RuntimeError: CUDA error: CUBLAS_STATUS_NOT_SUPPORTED when calling `cublasSgemmStridedBatched( handle, opa, opb, m, n, k, &alpha, a, lda, stridea, b, ldb, strideb, &beta, c, ldc, stridec, num_batches)

Hi,

I had an error when running a script using torch:


23-03-10 17:24:37.413 - INFO: Model [DDPM] is created.
23-03-10 17:24:37.413 - INFO: Initial Model Finished
Traceback (most recent call last):
File “DDM_train.py”, line 69, in
diffusion.optimize_parameters()
File “/data/work/Diffusion/DDM/model/model.py”, line 53, in optimize_parameters
score, loss = self.netG(self.data, self.loss_lambda)
File “/home/lomahu/.local/lib/python3.8/site-packages/torch/nn/modules/module.py”, line 1194, in _call_impl
return forward_call(*input, **kwargs)
File “/data/work/Diffusion/DDM/model/ddpm_modules/diffusion.py”, line 253, in forward
return self.p_losses(x, loss_lambda, *args, **kwargs)
File “/data/work/Diffusion/DDM/model/ddpm_modules/diffusion.py”, line 238, in p_losses
code = self.denoise_fn(torch.cat([x_in[‘S’], x_in[‘T’], x_t], dim=1), t)
File “/home/lomahu/.local/lib/python3.8/site-packages/torch/nn/modules/module.py”, line 1194, in _call_impl
return forward_call(*input, **kwargs)
File “/data/work/Diffusion/DDM/model/ddpm_modules/unet.py”, line 225, in forward
x = layer(x, t)
File “/home/lomahu/.local/lib/python3.8/site-packages/torch/nn/modules/module.py”, line 1194, in _call_impl
return forward_call(*input, **kwargs)
File “/data/work/Diffusion/DDM/model/ddpm_modules/unet.py”, line 136, in forward
x = self.attn(x)
File “/home/lomahu/.local/lib/python3.8/site-packages/torch/nn/modules/module.py”, line 1194, in _call_impl
return forward_call(*input, **kwargs)
File “/data/work/Diffusion/DDM/model/ddpm_modules/unet.py”, line 117, in forward
context = torch.einsum(‘bhdn,bhen->bhde’, k, v)
File “/home/lomahu/.local/lib/python3.8/site-packages/torch/functional.py”, line 378, in einsum
return _VF.einsum(equation, operands) # type: ignore[attr-defined]
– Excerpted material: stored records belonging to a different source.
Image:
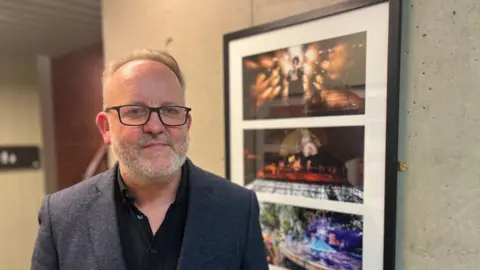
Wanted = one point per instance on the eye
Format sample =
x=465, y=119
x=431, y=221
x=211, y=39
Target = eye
x=171, y=111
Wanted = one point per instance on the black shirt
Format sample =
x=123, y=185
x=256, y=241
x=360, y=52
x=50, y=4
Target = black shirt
x=141, y=248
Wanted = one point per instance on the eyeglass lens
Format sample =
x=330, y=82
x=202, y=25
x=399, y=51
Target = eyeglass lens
x=138, y=115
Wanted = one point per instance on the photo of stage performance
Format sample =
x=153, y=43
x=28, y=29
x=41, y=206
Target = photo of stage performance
x=318, y=163
x=301, y=238
x=322, y=78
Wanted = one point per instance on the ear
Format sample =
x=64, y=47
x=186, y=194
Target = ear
x=103, y=127
x=189, y=121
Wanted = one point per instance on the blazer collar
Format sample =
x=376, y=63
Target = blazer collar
x=199, y=219
x=103, y=227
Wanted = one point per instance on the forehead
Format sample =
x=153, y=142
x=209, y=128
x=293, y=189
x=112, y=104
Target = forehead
x=145, y=81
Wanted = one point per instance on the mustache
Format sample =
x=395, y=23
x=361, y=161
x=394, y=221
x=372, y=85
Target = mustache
x=151, y=138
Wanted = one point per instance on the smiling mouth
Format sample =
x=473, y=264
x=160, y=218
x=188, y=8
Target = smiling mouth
x=156, y=144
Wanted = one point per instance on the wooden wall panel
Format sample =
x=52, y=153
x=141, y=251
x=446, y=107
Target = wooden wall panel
x=77, y=98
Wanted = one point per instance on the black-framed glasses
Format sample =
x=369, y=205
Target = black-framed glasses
x=138, y=115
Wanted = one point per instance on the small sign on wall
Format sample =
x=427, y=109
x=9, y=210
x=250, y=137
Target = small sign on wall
x=19, y=157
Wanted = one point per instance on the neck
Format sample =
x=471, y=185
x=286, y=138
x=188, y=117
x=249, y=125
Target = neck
x=154, y=191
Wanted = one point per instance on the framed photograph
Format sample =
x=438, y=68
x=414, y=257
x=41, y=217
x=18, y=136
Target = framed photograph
x=311, y=125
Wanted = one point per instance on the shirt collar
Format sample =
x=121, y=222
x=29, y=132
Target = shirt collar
x=182, y=191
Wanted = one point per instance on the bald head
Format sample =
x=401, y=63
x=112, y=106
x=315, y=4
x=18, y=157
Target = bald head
x=137, y=63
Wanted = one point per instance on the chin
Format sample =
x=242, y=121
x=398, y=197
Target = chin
x=162, y=166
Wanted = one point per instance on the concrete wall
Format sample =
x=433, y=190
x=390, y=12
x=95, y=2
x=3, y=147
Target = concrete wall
x=438, y=118
x=22, y=191
x=439, y=197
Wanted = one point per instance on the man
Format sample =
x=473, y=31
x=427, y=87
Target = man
x=154, y=209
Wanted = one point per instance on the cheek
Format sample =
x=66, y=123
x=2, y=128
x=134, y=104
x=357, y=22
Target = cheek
x=128, y=134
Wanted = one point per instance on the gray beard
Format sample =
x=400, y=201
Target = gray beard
x=143, y=173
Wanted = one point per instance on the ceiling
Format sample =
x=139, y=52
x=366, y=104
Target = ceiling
x=48, y=27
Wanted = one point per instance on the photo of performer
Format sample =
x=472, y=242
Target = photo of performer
x=295, y=79
x=319, y=163
x=322, y=78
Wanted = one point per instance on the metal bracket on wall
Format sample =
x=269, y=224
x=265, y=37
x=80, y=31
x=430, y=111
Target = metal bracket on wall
x=402, y=166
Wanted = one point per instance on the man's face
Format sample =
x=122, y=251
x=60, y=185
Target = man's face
x=153, y=150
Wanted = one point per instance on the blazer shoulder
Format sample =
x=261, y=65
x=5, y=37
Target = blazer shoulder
x=227, y=191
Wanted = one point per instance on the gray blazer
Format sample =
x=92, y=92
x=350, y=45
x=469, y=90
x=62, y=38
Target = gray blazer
x=78, y=227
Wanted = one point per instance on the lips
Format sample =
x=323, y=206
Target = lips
x=156, y=144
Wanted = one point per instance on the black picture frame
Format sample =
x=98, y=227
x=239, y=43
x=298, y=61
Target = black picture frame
x=392, y=99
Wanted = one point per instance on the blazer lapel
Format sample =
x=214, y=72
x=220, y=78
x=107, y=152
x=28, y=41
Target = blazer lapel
x=199, y=221
x=103, y=227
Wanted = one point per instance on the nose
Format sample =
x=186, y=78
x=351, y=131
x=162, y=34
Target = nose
x=154, y=124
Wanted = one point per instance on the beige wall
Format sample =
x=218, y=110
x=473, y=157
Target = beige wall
x=195, y=29
x=22, y=191
x=439, y=116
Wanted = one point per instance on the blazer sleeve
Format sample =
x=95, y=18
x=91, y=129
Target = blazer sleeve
x=45, y=253
x=255, y=257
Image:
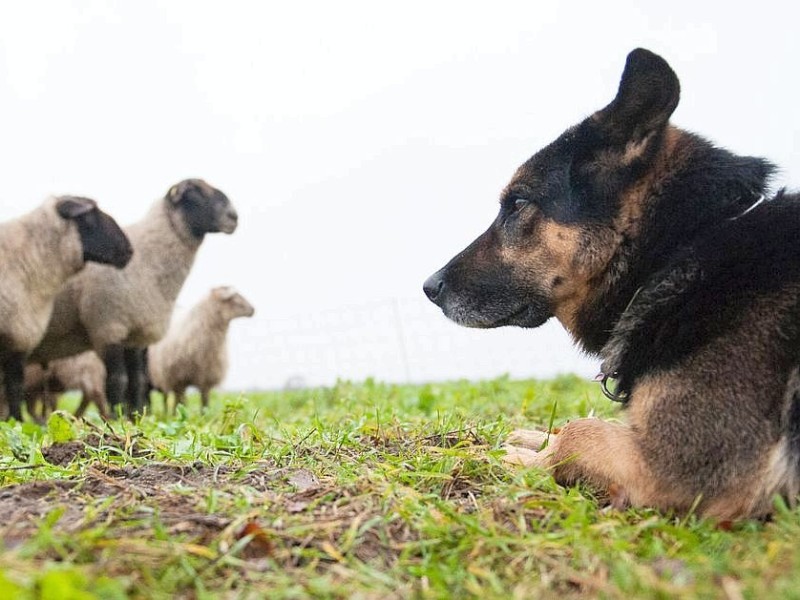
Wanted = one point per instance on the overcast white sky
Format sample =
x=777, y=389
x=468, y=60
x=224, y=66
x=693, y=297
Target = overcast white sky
x=363, y=144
RuntimeError: CUDA error: CUBLAS_STATUS_INVALID_VALUE when calling cublasSgemmStridedBatched( handle, opa, opb, m, n, k, &alpha, a, lda, stridea, b, ldb, strideb, &beta, c, ldc, stridec, num_batches)

It looks like the problem came from calling einsum function?

To test my environment setting, I went to run a test script provided earlier posted and got a similar error:

Python 3.8.10 (default, Nov 14 2022, 12:59:47)
[GCC 9.4.0] on linux
Type “help”, “copyright”, “credits” or “license” for more information.

import torch
torch.version
‘1.13.1+cu117’
device=“cuda:1”
print(torch.cuda.get_device_properties(device))
_CudaDeviceProperties(name=‘NVIDIA RTX A6000’, major=8, minor=6, total_memory=48676MB, multi_processor_count=84)
import torch.nn as nn
rr = torch.zeros([2,20,5000]).to(device)
layer1 = nn.Conv1d(20,500,kernel_size=4,stride=4,groups=20,bias=False).to(device)
layer2 = nn.Linear(500,768).to(device)
l1out = layer1(rr)
l2out = layer2(l1out.transpose(1,2))
Traceback (most recent call last):
File “”, line 1, in
File “/home/lomahu/.local/lib/python3.8/site-packages/torch/nn/modules/module.py”, line 1194, in _call_impl
return forward_call(*input, **kwargs)
File “/home/lomahu/.local/lib/python3.8/site-packages/torch/nn/modules/linear.py”, line 114, in forward
return F.linear(input, self.weight, self.bias)
RuntimeError: CUDA error: CUBLAS_STATUS_NOT_SUPPORTED when calling cublasSgemmStridedBatched( handle, opa, opb, m, n, k, &alpha, a, lda, stridea, b, ldb, strideb, &beta, c, ldc, stridec, num_batches)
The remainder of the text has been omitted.